Now that the financial industry has stabilized, banks are starting to offer funding again, but they still have extensive requirements. Here are several reasons, among many, why SMBs are turning to alternative lenders over traditional sources.

1. Banks weren't lending - someone had to fill the void

Caitlyn Bird of the Asheville Citizen-Times wrote that the most prominent - and most obvious - reason that entrepreneurs began to seek alternative lenders is that they were forced to. Banks were hindered by the financial crisis, and most could not justify giving out money in a time when revenue was debilitated. She spoke with Jason Curtis, the owner of a small furniture company in North Carolina, who attested that after countless loan rejections by banks, he found solace in the alternative lending sector. Curtis was quickly approved by a nontraditional source for the $25,000 he needed to invest in inventory for his growing organization.

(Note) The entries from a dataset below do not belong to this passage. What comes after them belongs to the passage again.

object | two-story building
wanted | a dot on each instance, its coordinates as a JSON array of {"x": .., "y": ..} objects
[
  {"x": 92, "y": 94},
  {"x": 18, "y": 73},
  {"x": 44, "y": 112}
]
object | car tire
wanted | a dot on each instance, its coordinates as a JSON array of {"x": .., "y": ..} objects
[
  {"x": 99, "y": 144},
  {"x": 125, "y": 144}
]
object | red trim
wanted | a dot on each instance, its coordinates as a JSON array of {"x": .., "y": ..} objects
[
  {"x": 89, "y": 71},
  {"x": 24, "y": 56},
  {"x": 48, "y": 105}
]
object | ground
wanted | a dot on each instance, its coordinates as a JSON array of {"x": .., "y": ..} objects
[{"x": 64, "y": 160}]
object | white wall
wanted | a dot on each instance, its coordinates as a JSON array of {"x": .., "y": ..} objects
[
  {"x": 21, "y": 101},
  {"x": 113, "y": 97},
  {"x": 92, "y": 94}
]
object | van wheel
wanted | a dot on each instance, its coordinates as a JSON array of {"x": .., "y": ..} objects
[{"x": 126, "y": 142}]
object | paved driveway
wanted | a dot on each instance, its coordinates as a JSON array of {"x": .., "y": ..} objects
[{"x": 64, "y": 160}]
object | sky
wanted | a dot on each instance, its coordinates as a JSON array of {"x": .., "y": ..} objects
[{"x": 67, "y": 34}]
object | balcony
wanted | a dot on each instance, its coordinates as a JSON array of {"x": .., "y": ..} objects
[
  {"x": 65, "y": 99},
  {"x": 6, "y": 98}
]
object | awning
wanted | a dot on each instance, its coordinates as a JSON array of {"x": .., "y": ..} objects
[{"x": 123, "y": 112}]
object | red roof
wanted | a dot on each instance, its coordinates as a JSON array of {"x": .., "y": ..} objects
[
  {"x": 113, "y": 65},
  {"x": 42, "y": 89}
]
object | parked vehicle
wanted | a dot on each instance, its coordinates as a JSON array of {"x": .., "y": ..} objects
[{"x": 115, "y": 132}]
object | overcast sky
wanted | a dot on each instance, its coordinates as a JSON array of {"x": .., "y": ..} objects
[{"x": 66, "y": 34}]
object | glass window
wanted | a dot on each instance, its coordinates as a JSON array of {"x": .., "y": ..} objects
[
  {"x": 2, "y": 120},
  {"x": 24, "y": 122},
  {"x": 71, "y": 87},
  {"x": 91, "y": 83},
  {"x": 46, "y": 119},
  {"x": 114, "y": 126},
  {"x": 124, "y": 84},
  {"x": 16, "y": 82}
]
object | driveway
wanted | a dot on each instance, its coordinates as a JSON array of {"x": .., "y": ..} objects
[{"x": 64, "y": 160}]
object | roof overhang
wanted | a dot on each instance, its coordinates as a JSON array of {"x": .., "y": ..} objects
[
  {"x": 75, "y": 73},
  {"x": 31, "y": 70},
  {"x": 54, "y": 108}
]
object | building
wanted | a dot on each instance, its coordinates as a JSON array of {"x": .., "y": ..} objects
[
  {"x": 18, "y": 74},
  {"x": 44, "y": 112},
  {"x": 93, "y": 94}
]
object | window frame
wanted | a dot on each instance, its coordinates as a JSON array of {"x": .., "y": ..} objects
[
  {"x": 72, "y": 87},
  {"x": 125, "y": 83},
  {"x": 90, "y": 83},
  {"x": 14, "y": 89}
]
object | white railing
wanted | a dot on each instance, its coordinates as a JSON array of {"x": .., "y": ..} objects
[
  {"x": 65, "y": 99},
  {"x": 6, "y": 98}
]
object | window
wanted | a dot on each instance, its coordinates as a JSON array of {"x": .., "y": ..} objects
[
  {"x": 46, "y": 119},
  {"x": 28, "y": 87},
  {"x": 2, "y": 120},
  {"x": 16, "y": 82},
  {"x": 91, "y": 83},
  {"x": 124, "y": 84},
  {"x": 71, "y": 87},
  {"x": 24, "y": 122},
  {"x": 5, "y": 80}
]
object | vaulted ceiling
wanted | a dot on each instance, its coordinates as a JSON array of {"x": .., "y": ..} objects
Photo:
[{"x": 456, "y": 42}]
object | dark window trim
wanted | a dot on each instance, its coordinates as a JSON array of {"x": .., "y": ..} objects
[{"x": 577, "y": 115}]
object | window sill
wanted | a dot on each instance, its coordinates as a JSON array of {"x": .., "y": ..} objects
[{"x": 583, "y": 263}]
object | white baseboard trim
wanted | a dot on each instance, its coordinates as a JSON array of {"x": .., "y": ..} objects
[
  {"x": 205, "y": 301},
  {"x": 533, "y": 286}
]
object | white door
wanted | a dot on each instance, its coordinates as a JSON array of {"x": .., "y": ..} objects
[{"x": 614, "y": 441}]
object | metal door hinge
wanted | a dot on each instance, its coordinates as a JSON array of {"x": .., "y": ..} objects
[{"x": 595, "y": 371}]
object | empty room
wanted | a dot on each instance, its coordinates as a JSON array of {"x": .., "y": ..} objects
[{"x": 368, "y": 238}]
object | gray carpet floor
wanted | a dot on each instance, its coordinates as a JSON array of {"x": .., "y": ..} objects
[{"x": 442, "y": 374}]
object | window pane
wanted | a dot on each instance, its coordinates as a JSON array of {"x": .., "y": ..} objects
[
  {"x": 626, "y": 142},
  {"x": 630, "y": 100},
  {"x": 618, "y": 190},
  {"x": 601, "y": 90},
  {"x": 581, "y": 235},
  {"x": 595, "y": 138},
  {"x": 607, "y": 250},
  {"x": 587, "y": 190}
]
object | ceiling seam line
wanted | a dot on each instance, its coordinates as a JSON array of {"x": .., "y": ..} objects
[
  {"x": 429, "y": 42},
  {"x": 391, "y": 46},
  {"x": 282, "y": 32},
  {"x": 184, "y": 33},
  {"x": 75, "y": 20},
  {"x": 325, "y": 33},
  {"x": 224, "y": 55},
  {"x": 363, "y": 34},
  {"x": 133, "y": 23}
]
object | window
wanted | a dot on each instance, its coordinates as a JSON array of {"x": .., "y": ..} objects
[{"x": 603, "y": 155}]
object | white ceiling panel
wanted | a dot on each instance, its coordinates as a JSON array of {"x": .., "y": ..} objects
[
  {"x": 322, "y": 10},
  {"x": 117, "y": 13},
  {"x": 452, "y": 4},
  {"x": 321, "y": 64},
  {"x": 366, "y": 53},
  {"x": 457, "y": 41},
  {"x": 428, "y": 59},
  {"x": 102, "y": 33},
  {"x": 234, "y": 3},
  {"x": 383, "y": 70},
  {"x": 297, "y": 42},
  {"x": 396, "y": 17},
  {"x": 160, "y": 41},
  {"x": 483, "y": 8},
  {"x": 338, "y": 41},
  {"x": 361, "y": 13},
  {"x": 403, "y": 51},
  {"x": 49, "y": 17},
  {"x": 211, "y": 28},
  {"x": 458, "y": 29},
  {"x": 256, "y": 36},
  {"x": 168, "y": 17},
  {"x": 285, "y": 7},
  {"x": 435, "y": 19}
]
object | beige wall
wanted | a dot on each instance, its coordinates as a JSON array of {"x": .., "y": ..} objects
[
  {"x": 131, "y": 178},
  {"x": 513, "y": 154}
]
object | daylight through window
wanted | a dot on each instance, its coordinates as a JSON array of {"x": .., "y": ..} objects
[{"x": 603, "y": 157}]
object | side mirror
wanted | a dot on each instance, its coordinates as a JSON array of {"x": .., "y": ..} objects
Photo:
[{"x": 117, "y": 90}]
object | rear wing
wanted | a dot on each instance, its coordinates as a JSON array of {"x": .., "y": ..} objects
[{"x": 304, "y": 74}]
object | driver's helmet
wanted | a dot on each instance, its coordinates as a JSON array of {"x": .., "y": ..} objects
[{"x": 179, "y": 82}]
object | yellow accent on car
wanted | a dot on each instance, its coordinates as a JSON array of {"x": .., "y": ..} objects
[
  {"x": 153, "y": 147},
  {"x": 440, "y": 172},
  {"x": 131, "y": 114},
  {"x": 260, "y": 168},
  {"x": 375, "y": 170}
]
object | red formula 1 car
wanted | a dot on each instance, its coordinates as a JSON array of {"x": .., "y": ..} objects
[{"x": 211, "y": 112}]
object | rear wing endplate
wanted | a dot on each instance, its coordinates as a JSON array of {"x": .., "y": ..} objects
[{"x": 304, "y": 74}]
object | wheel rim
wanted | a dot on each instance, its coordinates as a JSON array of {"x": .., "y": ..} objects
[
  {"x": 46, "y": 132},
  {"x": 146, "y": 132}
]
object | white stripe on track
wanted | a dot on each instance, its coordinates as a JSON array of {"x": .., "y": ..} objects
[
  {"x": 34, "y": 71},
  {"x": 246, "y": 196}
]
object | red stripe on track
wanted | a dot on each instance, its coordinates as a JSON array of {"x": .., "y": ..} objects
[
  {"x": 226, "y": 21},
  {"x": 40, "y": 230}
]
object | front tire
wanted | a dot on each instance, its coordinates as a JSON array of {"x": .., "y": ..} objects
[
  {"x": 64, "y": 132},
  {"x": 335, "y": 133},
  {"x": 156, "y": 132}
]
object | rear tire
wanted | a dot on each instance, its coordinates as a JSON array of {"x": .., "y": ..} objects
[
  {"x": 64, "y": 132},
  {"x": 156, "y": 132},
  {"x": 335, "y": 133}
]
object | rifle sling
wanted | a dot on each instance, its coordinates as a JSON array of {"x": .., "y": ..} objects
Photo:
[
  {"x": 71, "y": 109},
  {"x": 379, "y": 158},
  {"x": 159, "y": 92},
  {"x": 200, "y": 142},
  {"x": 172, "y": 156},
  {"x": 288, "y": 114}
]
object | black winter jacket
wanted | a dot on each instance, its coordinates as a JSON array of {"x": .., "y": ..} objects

2. More sources of access to capital increases chances for SMBs with poor credit
New York Post contributor Catherine Curon pointed out that many small business owners have poor or insubstantial credit histories - facto
rs that might immediately preclude them from being approved by a bank. She spoke with New York-based entrepreneur Richard Cohn, who needed $250,000 to open his restaurant on time. After analyzing his situation and determining that traditional lending would not suit him due to the tedious and tiresome process, his business' small initial profit margins and the lack of flexibility that banks offer in terms of timeliness, Cohn was able to find a lender that could meet all his needs. He opened his restaurant on time, and calculates that his investment will be worthwhile within a few short years.

3. Traditional lenders do not meet the evolving needs of borrowers
Both writers came to the same conclusion: Banks simply cannot meet the needs of entrepreneurs in 2015. SMBs often need short term loans for relatively small sums, simply to maintain daily operations or make payments while waiting for expected income. Many small business have sporadic profits, as their clients often pay larger lump sums on a less frequent basis. The process of applying for a loan from a bank is more time-consuming, restrictive and generally cannot address day-to-day requirements as sufficiently as alternative lenders can.